Groundwork delays75 days
Structural steelwork delays75 days
Facade delays50 days

In the next phase of window analysis, the expert advises that the delay is reduced to 180 days. The causes of the delay are:

Mechanical delays60 days
Electrical delays60 days
HVAC delays60 days

In understanding the now whereabouts of the delays in the previous windows (the 200 days), the arbitrator may be provided with an explanation of dominancy and driving delays.

At this point, the arbitrator, relies on the expert to account for the delays caused by the first incumbents. As well as to explain this with regard to the second incumbents.

The added confusion here, is that the arbitrator is now advised to discount the delays caused by the first incumbents. And to attach the causation of the delay days to the second incumbents.

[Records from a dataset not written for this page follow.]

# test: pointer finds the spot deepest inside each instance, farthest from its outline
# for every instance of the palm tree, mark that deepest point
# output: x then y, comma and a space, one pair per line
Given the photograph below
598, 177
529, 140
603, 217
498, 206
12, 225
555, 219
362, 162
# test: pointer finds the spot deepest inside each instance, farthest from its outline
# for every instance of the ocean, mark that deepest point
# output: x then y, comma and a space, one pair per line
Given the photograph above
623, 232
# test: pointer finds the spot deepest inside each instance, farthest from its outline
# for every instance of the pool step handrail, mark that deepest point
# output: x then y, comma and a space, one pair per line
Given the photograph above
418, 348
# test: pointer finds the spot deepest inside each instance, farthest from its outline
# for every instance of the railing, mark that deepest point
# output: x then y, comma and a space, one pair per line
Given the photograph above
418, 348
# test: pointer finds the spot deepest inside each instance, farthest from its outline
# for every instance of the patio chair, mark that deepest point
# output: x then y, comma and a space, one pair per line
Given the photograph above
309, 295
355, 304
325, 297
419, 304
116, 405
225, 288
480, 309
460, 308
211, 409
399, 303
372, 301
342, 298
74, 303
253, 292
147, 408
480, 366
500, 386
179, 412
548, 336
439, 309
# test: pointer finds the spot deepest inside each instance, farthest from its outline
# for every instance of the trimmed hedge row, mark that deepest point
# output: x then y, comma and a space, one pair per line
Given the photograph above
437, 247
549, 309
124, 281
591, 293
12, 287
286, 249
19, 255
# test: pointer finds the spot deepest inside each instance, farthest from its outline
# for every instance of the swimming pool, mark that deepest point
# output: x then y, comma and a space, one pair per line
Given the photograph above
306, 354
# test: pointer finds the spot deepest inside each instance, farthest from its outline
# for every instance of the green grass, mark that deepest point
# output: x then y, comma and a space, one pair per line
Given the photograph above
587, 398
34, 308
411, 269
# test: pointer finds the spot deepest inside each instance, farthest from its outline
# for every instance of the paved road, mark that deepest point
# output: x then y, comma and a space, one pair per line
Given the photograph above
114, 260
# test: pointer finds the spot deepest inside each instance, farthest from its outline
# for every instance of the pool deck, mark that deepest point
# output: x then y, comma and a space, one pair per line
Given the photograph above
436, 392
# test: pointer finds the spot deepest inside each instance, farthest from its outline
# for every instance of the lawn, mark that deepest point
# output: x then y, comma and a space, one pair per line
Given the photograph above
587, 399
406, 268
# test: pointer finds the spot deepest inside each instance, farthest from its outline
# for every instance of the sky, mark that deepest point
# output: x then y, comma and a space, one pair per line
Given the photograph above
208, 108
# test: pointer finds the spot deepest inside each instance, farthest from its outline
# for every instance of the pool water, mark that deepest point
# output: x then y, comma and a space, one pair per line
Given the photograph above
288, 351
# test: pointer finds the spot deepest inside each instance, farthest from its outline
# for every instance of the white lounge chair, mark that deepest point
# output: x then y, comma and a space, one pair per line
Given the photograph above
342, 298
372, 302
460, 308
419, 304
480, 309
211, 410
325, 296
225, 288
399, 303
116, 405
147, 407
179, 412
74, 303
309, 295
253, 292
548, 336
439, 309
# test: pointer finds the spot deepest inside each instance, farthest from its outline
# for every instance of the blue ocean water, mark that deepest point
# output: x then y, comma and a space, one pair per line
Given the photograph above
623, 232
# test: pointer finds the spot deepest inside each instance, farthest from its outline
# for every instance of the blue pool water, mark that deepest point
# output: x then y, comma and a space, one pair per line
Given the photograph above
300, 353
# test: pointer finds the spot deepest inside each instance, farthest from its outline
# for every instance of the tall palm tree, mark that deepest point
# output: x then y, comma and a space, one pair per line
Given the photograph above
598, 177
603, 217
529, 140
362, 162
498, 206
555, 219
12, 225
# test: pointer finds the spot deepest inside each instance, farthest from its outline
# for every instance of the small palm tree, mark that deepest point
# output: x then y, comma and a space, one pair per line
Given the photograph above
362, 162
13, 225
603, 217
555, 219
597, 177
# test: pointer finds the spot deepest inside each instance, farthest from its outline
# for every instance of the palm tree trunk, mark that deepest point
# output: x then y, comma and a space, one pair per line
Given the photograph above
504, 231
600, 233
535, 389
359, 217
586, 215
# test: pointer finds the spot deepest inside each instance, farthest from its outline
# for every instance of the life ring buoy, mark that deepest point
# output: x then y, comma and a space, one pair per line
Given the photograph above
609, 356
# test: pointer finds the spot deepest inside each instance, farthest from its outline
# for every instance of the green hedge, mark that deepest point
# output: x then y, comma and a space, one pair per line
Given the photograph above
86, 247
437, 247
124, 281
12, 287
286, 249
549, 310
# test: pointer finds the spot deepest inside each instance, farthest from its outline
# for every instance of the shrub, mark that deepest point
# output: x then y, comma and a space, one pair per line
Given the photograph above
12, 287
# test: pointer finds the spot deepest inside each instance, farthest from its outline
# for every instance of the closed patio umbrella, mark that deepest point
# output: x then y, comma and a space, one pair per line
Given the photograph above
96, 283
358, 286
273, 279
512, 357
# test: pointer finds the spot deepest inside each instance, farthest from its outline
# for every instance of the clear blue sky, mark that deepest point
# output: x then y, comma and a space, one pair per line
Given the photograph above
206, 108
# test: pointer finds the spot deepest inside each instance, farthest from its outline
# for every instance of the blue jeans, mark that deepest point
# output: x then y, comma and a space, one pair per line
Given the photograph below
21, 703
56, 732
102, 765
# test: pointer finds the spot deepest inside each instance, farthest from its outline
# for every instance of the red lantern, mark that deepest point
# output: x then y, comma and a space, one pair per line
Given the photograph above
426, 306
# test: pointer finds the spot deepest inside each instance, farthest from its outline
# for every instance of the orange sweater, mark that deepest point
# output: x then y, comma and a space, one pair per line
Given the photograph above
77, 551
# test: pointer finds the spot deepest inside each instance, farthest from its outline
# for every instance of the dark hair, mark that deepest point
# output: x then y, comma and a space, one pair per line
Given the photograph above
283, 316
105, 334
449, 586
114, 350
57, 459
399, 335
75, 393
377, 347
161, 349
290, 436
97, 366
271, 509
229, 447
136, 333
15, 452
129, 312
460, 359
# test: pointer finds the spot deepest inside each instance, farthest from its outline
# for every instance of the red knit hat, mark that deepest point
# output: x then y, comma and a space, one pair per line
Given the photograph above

The expert now makes the case that the initial 200 days caused, no longer apply and these are replaced by the new delay causes and the initial forms of causation are now relieved of liability:

Groundwork delays75 days
Structural steelwork delays75 days
Facade delays50 days

The arbitrator would now ask himself whether it is correct that these delays are no longer considered as causative of a delay and would expect the expert to provide sound reasoning.

The expert in anticipation of this ought to demonstrate the cause and effects of the accrued delays, in a linear manner, to relieve the reliance on the arbitrator’s understanding.

The representation of the accrued delay and causation by the expert would demonstrate visually the compounded effect of the delays on the projects. This allows the dissemination of the issues of concurrency, dominancy and apportionment.

Where a number of delays run concurrently, as they must, the expert must begin to consider their imposition on the project delay.

The issues of potency and dominancy ought to be in the expert’s mindset and how to demonstrate these.

Often the expert simply expects the programming art and conclusions to be accepted and understood by the arbitrator. But in reality, the questions have already been asked:

  • Where the expert simply accepts the progress programmes of the claimant, the delay analysis in the windows may be based on hearsay evidence.
  • If there is no probative test of the progress reports and programmes that are produced by specific reference to facts and evidence, then they will be in danger of having little value in the expert opinion.
  • If the expert simply removes previous delays to rely on a specific cause of action and one that removes its own culpability, then again, the analysis begins to fail.
  • Where certain of the claims fail on merit and require removal from the analysis, the resultant effect ought to be considered.


In summary, while delay analysis is a complex subject and can be extremely theoretical, the successful and respected expert will have careful regard to facts and events that happened during the project. Critical to successful demonstration of entitlement will be the consideration of all the facts and activities that led to the delay. Clear demonstration of cause and effect will ensure acceptance of a claim – a more impressionistic approach will often lead to failure and frustration whether submitting to a contract administrator, judge, arbitrator or other tribunal.